We began the day (a bit late; time change, you know) with gorgeous sunshine, but by the time we’d strolled to Île de la Cité, clouds had rolled in, and were transitioning from white to grey. So, here, around the backside of the Cathédrale Notre-Dame de Paris (so fancy architecturally—not from pure decoration like the door-façade—that it seems like this is the end that might make you want to become Catholic*), you can tell we’re probably about to get a message from gawd. Or something. (Meteorologists call it a on-again-off-again light rain, trying to become full-on light rain. Légère pluie here.)
Still, we persisted with our footwork, crossing the bridge to the other island, Île Saint-Louis. Here, the légère pluie lost its intermittent quality. We did manage to find the restaurant we’d lunched at aeons ago, and the “little” church I remembered (crane your neck; the streets are narrow, and the roofline is high).

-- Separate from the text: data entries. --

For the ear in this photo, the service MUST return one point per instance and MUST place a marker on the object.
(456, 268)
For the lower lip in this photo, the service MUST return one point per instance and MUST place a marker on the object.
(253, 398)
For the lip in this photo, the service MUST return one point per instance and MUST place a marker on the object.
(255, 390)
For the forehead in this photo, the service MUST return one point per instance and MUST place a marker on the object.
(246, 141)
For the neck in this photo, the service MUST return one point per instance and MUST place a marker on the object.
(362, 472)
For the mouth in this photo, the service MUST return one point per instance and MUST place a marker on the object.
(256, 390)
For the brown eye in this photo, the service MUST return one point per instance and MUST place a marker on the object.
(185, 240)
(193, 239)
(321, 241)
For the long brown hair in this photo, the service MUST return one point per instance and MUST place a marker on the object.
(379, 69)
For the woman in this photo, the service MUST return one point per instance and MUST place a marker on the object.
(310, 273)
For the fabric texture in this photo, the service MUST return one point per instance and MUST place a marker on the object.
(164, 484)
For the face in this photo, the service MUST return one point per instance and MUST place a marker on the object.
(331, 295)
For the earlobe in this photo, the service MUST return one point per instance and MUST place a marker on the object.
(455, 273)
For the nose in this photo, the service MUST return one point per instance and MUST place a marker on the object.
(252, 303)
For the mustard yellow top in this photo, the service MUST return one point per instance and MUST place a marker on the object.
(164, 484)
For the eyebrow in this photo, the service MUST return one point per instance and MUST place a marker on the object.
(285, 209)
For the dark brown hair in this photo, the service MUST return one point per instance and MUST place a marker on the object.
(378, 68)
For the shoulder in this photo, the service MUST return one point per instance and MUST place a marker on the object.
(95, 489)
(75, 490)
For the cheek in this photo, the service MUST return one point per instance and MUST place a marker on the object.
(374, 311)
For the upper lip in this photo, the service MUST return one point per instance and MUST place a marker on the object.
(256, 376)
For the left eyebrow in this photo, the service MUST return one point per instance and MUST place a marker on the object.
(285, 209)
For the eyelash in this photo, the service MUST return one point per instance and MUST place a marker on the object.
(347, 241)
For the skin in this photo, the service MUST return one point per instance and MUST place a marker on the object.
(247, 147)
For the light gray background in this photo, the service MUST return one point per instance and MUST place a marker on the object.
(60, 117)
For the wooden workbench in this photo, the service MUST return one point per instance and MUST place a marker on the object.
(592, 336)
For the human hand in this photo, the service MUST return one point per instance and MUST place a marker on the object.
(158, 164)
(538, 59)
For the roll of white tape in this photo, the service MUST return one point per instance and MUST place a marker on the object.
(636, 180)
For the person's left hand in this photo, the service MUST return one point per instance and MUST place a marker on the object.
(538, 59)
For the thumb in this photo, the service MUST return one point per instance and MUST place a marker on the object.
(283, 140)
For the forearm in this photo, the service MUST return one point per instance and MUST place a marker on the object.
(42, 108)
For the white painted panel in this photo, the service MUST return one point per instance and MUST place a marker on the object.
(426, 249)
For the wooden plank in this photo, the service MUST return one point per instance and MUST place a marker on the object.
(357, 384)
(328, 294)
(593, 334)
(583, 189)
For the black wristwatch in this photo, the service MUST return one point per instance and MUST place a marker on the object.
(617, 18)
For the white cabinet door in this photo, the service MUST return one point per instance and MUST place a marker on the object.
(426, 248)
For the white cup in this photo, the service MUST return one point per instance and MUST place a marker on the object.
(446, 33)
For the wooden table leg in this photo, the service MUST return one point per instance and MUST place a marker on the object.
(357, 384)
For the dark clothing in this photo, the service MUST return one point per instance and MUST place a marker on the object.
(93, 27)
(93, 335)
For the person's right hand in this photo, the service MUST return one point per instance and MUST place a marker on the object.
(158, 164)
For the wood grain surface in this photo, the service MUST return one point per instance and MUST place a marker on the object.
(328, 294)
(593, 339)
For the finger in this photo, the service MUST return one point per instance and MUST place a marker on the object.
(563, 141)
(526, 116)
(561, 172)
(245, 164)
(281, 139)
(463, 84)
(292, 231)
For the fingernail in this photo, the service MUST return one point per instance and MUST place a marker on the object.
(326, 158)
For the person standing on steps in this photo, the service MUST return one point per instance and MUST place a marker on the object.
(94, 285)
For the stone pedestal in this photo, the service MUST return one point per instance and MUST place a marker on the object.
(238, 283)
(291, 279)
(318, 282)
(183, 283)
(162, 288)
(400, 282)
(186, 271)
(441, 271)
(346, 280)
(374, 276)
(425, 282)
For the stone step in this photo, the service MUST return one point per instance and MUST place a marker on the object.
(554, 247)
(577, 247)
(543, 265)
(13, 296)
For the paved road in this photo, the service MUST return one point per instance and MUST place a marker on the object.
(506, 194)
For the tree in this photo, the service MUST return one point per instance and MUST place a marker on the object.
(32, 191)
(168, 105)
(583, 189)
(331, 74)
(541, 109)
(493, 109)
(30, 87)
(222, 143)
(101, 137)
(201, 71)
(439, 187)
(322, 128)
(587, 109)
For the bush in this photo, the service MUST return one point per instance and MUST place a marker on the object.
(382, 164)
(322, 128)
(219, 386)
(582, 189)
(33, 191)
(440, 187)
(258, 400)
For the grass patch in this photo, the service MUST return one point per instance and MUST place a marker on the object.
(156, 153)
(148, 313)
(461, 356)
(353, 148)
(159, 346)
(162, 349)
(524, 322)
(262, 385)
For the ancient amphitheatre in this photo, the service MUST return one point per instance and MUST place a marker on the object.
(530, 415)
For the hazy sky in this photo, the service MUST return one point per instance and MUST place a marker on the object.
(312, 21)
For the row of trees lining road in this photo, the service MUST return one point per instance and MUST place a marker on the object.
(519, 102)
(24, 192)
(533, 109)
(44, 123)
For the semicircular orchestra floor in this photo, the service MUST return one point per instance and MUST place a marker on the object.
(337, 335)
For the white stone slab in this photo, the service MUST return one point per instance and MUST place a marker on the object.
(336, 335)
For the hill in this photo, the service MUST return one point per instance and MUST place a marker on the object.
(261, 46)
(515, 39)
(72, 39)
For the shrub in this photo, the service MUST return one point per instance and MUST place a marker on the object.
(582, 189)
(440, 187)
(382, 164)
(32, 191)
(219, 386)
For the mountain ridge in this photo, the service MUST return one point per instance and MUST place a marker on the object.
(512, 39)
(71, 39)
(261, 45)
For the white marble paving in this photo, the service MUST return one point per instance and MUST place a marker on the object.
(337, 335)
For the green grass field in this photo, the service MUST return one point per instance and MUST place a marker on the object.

Undaunted by the pluie, we turned southish, detouring through part of the Jardin du Luxembourg. We traipsed around the back of the Sénat (or maybe the front; qui sait?), where I lost count of the number of guards we saw (distracted perhaps by the flowers and their plexiglass guard-stations, with all their electronic communication gear quite visible).
We had quite a trek, in short. Then, The Guru got the SIM to start working, but it may be out of data-money—there’s always something.
* Consider that the exterior long was painted quite colorfully, which would have made this view POP. Note, too, that the building is owned by France (or is it the city?, at any rate, not the Catholic Church), although managed by the clergy.